Traders might return from the Thanksgiving break with a more bullish perspective on corn and soybeans. At least, that's what Jerry Gulke hopes.
In years past, traders often used the Thanksgiving holiday to rethink their market strategy. Jerry Gulke, president of the Gulke Group, says he hopes they will return from the break this time around and bolster prices, or at least "stop the slide. Maybe we’ll just grind sideways into the New Year."
That would be good news for farmers, considering that the industry will carry over into 2013-2014 with close to 2 billion bushels in surplus corn, according to the latest USDA estimates. Gulke is confident that there will be plenty of corn to meet world demand for the first half of the year. "It’s that last half of our marketing year that has me concerned--for both corn and beans," he says.
Listen to Gulke's full audio analysis:
Given low corn prices, Gulke fully expects farmers to plant more beans in lieu of corn next year. "Everyone who runs the numbers says that’s going to happen," he says. "We have talked to our clients who have said, ‘I’m going to switch over next year. I need some rotation anyway. And it’s a little bit easier for me to break even or make money on beans.’"
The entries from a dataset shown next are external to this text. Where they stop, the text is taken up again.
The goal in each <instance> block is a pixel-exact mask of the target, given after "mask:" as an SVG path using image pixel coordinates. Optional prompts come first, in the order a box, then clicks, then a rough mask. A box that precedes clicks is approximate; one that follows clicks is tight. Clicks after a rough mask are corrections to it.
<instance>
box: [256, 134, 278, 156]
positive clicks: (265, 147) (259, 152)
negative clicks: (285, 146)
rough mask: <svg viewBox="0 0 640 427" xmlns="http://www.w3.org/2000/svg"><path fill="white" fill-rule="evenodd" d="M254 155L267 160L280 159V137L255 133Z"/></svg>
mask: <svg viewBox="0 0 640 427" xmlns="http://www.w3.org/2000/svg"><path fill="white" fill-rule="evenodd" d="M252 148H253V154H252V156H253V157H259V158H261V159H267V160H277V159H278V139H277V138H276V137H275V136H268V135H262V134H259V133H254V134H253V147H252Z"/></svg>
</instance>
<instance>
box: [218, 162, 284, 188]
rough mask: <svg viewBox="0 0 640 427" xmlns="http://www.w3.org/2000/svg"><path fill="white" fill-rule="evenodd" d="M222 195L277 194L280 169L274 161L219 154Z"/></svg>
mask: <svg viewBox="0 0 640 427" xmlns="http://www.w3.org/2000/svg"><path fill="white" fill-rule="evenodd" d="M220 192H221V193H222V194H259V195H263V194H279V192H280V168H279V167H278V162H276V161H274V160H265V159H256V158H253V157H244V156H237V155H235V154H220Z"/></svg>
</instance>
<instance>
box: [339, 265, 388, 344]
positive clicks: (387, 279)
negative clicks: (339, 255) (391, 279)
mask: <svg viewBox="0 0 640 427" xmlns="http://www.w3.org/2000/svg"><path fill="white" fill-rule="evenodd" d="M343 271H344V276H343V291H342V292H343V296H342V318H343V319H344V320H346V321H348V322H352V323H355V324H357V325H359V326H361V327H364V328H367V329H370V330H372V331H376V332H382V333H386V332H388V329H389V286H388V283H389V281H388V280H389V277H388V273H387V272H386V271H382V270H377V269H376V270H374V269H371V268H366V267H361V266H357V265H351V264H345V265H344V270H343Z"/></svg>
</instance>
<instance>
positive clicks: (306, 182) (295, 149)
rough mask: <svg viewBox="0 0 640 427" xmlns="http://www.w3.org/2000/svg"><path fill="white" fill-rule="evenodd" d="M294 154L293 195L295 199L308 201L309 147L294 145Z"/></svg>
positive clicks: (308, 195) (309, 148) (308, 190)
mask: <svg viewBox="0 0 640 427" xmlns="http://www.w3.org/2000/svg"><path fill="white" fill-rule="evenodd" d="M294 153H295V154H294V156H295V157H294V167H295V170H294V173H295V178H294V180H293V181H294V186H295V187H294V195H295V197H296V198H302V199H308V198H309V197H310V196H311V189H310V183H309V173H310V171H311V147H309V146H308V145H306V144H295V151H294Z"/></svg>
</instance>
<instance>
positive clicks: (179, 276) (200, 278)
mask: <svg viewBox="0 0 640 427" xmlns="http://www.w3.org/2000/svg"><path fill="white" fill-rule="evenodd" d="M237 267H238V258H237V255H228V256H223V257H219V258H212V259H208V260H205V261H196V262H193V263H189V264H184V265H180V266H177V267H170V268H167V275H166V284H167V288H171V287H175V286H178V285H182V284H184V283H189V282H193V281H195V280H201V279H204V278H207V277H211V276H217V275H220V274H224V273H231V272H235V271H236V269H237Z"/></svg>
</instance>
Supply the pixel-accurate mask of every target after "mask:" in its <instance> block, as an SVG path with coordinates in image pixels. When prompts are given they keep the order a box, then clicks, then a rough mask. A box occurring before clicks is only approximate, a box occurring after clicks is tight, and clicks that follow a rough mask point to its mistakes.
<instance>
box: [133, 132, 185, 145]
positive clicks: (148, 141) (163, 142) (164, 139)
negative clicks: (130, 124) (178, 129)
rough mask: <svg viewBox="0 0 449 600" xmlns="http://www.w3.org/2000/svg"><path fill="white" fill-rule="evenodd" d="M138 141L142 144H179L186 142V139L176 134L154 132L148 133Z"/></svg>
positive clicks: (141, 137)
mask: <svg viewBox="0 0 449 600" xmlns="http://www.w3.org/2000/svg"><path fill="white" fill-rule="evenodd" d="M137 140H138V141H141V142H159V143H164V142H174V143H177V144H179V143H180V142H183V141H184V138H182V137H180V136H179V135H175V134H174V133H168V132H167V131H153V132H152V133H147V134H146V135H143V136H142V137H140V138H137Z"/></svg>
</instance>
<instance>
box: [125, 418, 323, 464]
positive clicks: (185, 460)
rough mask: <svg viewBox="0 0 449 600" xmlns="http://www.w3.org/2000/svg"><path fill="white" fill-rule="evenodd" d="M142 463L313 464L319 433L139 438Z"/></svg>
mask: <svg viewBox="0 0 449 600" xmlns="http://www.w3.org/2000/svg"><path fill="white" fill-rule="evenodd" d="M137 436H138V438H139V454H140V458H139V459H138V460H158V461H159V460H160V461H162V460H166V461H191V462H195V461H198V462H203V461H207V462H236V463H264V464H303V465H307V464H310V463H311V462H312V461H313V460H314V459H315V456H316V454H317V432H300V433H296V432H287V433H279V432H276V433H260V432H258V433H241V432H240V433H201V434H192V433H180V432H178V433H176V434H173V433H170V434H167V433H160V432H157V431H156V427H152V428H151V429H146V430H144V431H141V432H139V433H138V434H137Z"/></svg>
But soybeans aren’t a slam dunk either. Soy prices might have climbed back over $13 a bu. in the short run, but they are lower for delivery next fall and on into the future. "The market is betting on a big crop coming from South America," Gulke explains.
Unless prices recover, farmers could face a built-in loss when they plant corn next year. If future prices are at $4.75, which translates into a cash price of about $4.30 on Gulke’s farm, "that’s getting awfully close to break-even for most people. But not bad enough that I won’t look at it and say that hopefully, insurance will be high enough that all we can do is lose a little rather than lose a lot."
While Gulke believes more bean acres will be planted, he notes that "we also have a lot of acres to plant. A record amount of acres were brought into production [in recent years]. So we’ve got a lot of acres to come down from. History has shown that farmers haven’t just set aside land because prices are cheap. We’ve had to have some kind of a program to do that to save us from ourselves, so to speak."
Meanwhile, farmers will be watching their cash flow carefully in 2014. They might decide to grow less expensive crops to produce. They might do more double-cropping. "We could see quite a bit of winter wheat planted this fall; a lot of that going to beans next summer," Gulke says.
The industry is in a good cash position due to several years of strong earnings, says Gulke, adding that "a lot of corn that will be sold in 2014 has already been expensed." The market analyst believes the industry is at least a year away from bankers asking farmers to accept smaller credit lines.
Farmers in the toughest position will be the ones who used tax savings from equipment purchases to buy land. Banks might have required that farmers use their own equity to make 40% to 50% of the purchase. The farmers who did this "may be cash flow-poor and equity-rich."
Gulke believes the situation is different than it was in the early 1980s. Land prices, Gulke says, have stabilized and interest rates are lower than they were back then. "That got a lot of people in trouble. I don't think we're in that kind of trouble yet," he says.